Son parcours religieux et intellectuel est très bien rappelé, depuis son milieu familial jusqu’aux lectures de Bergson, Maurras, Péguy, Barrès, en passant par l’influence du catholicisme social et du Sillon. Ainsi façonné, l’officier resta à jamais marqué par cette centralité de la religion dans sa vie qui lui fit mépriser l’argent, détester le nazisme, le rapprocha du monde juif et lui permit de surmonter l’épreuve de la trisomie de sa fille Anne dont la mort en 1948 le crucifia.
Cela étant, il s’imposa une discrétion absolue dans l’expression de sa foi, et pas seulement une fois parvenu au pouvoir. Discrétion lors des offices, même si ses discours sont truffés de références chrétiennes à faire hurler les laïcards de notre époque. Notons enfin que le livre montre le nombre notable de religieux lancés dans l’aventure de la France libre : « Sur les mille trente-huit Compagnons qui seront distingués dans l’ordre de la Libération […] figureront pas moins de quinze ecclésiastiques. »
Ainsi Dieu est-il partout chez le général de Gaulle. « On ne fait l’histoire qu’avec ce Dieu offre ». Sa foi lui inspira une tendance au pardon pour les fautes et les crimes de l’Occupation mais qui trouvait sa limite dans la défense intransigeante de la raison d’Etat, laquelle s’exprima dans toute sa dureté dans le règlement de l’affaire algérienne.

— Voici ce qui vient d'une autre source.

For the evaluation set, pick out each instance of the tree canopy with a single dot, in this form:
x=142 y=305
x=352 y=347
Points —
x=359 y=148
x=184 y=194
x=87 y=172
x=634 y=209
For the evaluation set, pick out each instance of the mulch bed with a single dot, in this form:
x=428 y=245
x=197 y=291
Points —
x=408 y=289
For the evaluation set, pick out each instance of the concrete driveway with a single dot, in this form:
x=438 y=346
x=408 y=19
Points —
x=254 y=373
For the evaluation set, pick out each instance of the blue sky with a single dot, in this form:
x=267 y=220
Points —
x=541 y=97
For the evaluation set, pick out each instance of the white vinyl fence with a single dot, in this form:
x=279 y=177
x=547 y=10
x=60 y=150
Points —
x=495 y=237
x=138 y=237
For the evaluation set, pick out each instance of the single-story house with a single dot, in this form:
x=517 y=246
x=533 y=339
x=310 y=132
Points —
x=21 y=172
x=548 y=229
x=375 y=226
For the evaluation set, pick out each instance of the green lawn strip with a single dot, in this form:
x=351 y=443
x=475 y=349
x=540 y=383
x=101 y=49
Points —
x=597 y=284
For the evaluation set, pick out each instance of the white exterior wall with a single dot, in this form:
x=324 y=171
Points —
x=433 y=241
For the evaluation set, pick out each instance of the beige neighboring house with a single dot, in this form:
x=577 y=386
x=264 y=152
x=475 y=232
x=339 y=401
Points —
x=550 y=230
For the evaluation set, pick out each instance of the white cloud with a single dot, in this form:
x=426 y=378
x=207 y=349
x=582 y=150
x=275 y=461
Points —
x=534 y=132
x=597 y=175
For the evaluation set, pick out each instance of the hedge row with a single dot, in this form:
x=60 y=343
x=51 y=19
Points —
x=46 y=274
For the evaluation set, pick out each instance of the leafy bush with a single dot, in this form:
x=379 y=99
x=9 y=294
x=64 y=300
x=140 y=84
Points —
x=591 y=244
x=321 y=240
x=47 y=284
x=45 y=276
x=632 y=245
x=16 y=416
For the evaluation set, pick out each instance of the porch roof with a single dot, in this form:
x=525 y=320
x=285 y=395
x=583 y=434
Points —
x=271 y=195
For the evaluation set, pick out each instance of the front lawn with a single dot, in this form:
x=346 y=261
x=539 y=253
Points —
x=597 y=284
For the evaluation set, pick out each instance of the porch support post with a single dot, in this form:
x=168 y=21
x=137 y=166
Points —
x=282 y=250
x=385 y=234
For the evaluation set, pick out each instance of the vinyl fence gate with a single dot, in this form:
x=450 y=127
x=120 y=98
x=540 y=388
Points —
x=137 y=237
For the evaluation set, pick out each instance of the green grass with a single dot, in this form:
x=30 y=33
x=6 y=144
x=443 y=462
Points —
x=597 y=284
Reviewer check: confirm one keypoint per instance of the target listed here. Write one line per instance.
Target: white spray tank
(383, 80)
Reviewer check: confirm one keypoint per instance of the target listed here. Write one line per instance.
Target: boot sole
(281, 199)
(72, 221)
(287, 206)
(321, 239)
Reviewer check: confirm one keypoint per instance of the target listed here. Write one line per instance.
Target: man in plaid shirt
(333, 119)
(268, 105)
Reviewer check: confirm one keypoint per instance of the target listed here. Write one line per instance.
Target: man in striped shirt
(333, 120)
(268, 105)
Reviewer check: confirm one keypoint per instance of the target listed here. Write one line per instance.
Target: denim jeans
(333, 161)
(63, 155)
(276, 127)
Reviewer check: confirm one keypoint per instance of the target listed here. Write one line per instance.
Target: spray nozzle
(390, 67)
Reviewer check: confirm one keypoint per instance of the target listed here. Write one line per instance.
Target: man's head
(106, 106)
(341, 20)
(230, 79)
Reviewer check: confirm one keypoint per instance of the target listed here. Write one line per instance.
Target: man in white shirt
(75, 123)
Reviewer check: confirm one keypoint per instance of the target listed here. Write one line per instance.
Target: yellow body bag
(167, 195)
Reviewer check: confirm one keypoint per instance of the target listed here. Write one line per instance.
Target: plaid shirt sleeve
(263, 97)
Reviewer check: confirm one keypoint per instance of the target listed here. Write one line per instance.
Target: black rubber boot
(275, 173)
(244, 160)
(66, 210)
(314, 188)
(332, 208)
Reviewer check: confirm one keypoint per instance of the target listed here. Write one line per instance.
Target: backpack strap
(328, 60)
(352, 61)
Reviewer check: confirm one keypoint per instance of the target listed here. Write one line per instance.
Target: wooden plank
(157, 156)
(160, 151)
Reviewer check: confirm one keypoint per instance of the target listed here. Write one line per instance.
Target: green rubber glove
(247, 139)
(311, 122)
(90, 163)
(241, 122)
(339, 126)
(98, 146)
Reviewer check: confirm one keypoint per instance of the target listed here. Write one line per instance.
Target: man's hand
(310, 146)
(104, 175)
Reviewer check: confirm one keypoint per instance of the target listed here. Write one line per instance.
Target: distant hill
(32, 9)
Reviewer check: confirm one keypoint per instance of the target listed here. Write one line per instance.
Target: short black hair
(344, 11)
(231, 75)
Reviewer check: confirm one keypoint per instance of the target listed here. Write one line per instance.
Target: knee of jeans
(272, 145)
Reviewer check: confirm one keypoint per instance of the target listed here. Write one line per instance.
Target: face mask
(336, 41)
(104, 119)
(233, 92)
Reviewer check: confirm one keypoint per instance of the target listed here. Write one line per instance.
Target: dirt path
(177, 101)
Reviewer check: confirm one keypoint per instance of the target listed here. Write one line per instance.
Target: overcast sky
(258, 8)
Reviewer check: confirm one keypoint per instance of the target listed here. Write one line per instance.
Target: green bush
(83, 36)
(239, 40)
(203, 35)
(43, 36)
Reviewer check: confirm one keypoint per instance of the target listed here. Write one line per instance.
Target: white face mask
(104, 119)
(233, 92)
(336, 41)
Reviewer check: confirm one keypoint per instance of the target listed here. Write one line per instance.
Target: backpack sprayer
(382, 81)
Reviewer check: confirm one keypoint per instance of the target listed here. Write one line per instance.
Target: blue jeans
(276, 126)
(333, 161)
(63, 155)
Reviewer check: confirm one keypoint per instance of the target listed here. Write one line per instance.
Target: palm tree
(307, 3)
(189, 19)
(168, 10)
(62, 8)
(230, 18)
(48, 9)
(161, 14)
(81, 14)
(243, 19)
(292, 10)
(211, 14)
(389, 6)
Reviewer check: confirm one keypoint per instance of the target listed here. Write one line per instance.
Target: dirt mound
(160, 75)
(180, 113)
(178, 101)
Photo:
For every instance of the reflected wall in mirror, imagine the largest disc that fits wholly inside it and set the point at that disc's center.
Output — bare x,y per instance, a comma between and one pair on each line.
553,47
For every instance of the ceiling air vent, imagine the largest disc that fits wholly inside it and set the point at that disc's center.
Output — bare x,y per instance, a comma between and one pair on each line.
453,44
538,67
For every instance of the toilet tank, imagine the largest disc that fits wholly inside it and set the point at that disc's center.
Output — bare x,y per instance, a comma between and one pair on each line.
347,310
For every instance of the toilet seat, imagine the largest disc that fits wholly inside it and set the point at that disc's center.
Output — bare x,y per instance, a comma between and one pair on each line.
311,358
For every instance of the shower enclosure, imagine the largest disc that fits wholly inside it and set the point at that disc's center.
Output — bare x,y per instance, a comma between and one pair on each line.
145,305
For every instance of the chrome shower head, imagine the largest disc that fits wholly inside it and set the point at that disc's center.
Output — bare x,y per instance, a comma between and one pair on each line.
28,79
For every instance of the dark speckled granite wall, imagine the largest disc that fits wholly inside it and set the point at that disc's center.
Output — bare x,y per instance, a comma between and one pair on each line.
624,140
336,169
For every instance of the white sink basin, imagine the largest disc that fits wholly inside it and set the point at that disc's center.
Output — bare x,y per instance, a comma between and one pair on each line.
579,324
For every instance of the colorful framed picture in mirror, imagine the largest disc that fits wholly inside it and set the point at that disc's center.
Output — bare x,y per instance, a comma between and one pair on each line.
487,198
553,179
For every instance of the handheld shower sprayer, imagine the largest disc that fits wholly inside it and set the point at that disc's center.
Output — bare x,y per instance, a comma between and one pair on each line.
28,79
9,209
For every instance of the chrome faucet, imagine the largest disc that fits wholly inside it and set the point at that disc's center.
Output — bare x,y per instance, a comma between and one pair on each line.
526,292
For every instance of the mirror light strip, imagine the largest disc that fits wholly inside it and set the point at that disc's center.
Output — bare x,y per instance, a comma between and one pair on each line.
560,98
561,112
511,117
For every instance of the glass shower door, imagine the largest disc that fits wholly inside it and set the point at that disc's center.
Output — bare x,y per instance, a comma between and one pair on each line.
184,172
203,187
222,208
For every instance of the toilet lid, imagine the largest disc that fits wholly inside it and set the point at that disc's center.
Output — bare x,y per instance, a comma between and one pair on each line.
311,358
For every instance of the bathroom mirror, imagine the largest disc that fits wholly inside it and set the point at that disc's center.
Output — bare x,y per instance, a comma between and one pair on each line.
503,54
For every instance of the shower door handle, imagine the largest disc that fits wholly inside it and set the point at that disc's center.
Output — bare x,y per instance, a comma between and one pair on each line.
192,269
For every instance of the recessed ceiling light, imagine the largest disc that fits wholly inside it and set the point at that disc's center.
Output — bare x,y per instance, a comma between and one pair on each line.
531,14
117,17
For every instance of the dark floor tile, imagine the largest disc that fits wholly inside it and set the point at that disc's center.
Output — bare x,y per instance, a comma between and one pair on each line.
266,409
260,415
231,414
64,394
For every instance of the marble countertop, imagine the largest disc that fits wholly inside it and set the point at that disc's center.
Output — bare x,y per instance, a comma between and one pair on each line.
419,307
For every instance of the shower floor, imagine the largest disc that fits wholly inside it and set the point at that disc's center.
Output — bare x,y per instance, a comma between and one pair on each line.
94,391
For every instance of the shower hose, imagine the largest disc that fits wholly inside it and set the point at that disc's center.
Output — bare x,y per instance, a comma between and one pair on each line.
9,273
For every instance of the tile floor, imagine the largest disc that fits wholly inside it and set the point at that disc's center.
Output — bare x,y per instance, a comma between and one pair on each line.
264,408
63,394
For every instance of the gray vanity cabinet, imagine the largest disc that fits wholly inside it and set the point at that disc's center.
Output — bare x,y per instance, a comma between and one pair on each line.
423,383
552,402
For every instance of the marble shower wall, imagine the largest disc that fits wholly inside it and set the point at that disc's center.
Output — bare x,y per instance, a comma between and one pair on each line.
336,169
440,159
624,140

On notera aussi à ce propos sa crainte de la poussée de l’islam sur l’avenir de la France et de son identité. De même, s’il approuva les réformes de Vatican II, il vit, d’une manière prophétique, les dangers du mouvement révolutionnaire dans l’Eglise qui allait en effet tout emporter. Cette Eglise que ce gallican convaincu aima et défendit mais qui fut absente aussi bien en 1940 qu’en 1968, aux deux grands rendez-vous du gaullisme avec l’histoire.
Amère ironie pour le dernier roi chrétien comme le surnomme avec justesse Gérard Bardy.
frederic le moal
Gérard Bardy, Charles le catholique. De Gaulle et l’Eglise, Plon, octobre 2020, 618 p. — 11,00 €.